Rivian RAD: Neue Performance-Abteilung für Elektro-Abenteuer

Constantin Hoffmann

Constantin Hoffmann

Rivian RAD: Neue Performance-Abteilung für Elektro-Abenteuer

Rivian macht Ernst in Sachen Performance und gründet das Rivian Adventure Department (RAD). Was als geheimes "Skunkworks"-Team begann, wird nun zur offiziellen Tuning- und Erprobungssparte – vergleichbar mit BMW M oder Mercedes-AMG. Das Ziel: Die Grenzen von Elektro-Offroadern durch extreme Belastungstests und tiefe Software-Eingriffe wie den neuen "RAD Tuner" zu verschieben.

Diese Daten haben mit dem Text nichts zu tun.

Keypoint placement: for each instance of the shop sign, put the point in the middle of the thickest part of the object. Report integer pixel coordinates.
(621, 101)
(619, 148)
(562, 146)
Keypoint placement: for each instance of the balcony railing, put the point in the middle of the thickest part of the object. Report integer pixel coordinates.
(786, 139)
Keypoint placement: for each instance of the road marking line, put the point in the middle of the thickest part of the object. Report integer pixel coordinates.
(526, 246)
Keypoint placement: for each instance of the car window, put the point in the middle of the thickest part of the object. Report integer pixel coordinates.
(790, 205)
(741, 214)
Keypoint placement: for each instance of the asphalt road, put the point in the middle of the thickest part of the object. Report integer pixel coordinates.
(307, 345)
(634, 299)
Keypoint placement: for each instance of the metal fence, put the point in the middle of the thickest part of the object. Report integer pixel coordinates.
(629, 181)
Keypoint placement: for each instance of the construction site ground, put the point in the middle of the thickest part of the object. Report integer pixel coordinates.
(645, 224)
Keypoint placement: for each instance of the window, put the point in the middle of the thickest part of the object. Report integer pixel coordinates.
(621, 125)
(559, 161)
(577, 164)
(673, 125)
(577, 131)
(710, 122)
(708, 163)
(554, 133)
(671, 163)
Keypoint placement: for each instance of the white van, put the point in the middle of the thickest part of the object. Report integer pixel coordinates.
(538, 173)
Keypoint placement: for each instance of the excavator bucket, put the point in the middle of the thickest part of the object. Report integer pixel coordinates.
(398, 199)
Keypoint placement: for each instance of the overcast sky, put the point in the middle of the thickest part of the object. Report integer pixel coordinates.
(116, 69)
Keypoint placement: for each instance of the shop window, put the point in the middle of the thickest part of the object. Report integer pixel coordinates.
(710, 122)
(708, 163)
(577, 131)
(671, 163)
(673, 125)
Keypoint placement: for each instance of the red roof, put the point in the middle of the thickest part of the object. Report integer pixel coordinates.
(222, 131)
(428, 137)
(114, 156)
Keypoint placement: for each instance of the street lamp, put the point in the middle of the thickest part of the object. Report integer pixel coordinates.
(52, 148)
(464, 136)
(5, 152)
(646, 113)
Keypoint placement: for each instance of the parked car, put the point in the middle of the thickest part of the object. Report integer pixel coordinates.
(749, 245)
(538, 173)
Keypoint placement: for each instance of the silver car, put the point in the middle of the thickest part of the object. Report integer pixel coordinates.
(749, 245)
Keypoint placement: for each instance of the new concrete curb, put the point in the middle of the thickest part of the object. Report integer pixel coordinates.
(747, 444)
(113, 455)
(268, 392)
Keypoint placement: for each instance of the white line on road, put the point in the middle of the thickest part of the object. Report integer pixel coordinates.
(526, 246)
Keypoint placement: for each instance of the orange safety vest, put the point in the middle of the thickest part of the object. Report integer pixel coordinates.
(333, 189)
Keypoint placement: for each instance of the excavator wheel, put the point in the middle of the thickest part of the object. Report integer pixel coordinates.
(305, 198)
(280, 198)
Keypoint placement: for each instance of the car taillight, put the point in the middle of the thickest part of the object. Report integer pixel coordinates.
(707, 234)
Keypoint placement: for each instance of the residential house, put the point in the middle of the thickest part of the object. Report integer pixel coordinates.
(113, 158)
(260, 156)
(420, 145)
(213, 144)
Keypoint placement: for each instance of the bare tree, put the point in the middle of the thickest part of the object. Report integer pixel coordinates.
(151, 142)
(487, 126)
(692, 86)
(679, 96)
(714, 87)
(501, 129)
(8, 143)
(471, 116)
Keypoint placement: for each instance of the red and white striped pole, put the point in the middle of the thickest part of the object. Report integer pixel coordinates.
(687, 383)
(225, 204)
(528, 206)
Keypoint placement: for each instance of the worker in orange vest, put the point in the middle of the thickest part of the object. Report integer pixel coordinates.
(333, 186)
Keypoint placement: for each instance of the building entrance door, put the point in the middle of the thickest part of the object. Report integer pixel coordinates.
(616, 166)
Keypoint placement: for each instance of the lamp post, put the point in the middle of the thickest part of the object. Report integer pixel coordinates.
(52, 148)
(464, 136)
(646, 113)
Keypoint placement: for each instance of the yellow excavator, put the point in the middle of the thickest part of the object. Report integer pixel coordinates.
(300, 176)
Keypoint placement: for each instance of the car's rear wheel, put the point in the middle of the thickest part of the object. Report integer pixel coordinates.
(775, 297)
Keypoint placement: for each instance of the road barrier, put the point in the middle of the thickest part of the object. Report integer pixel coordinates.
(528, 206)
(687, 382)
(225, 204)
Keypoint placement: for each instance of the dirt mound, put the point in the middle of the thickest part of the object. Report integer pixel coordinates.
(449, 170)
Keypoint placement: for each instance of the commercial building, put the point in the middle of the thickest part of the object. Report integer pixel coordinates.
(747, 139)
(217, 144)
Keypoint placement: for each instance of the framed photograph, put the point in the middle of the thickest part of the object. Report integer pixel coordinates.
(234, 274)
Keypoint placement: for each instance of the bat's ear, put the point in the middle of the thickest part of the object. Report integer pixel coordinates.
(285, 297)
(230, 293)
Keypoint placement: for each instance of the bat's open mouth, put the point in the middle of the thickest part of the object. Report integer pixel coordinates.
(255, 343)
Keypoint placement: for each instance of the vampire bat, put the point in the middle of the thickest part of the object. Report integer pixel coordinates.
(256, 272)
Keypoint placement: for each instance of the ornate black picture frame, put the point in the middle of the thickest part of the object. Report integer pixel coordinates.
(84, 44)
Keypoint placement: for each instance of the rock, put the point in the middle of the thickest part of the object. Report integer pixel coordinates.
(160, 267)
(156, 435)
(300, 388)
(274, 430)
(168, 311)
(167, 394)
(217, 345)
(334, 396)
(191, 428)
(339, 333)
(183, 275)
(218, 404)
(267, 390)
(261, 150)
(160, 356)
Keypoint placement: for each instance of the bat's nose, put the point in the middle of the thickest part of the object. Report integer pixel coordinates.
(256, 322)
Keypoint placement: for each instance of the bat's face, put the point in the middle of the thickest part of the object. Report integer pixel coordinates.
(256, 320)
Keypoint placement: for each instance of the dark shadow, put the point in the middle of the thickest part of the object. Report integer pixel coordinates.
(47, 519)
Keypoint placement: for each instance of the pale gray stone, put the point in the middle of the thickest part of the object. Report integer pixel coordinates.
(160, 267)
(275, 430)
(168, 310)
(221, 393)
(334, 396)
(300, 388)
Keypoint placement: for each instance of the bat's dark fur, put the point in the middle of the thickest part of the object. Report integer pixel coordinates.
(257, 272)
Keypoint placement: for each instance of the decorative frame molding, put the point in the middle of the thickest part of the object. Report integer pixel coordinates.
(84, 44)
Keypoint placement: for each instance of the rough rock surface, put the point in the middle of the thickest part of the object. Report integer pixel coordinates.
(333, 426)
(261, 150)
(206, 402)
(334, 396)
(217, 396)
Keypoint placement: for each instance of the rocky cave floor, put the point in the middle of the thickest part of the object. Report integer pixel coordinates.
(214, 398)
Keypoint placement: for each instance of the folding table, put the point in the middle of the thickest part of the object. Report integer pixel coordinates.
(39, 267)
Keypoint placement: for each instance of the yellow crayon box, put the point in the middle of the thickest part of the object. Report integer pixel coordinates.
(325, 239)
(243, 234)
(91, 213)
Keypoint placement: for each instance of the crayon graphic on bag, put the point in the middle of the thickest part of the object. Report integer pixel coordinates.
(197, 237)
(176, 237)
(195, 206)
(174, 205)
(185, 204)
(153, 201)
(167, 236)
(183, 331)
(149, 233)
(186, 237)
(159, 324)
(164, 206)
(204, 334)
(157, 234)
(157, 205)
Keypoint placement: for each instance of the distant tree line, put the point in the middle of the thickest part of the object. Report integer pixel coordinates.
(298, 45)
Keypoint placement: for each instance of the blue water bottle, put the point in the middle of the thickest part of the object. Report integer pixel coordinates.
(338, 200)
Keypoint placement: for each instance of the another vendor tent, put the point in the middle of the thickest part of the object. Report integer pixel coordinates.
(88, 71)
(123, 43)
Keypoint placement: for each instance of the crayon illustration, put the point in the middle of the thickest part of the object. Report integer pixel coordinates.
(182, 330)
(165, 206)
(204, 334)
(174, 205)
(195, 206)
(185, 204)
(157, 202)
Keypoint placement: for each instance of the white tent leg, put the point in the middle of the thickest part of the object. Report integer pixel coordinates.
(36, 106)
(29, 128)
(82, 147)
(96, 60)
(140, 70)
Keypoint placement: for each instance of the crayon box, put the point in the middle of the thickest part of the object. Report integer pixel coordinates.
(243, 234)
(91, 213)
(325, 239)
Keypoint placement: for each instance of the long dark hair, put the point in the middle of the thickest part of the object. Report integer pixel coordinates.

Rivian RAD: Das neue Power-Label für die elektrische Wildnis

Rivian transformiert seine interne Ideenschmiede in eine offizielle Marke: Das Rivian Adventure Department (RAD). Was jahrelang im Verborgenen Prototypen durch die Atacama-Wüste prügelte oder Rekorde am Pikes Peak aufstellte, bekommt nun ein eigenes Logo und eine klare Mission. RAD soll die Speerspitze für Enthusiasten werden und Hard- sowie Software für extreme Bedingungen validieren, bevor sie in die Serie einfließen.

Vom geheimen Projekt zur offiziellen Performance-Sparte

Die Wurzeln von RAD reichen zurück bis ins Jahr 2020, als ein kleines Team mit frühen R1T-Prototypen die 13.000 Meilen lange "Long Way Up"-Expedition von Patagonien nach Los Angeles absolvierte. Diese radikale Philosophie der Echtwelt-Tests prägt Rivian bis heute. Ob beim Rebelle Rallye-Einsatz oder dem FAT Ice Race 2026 in Montana – RAD nutzt diese Events als Labor unter freiem Himmel.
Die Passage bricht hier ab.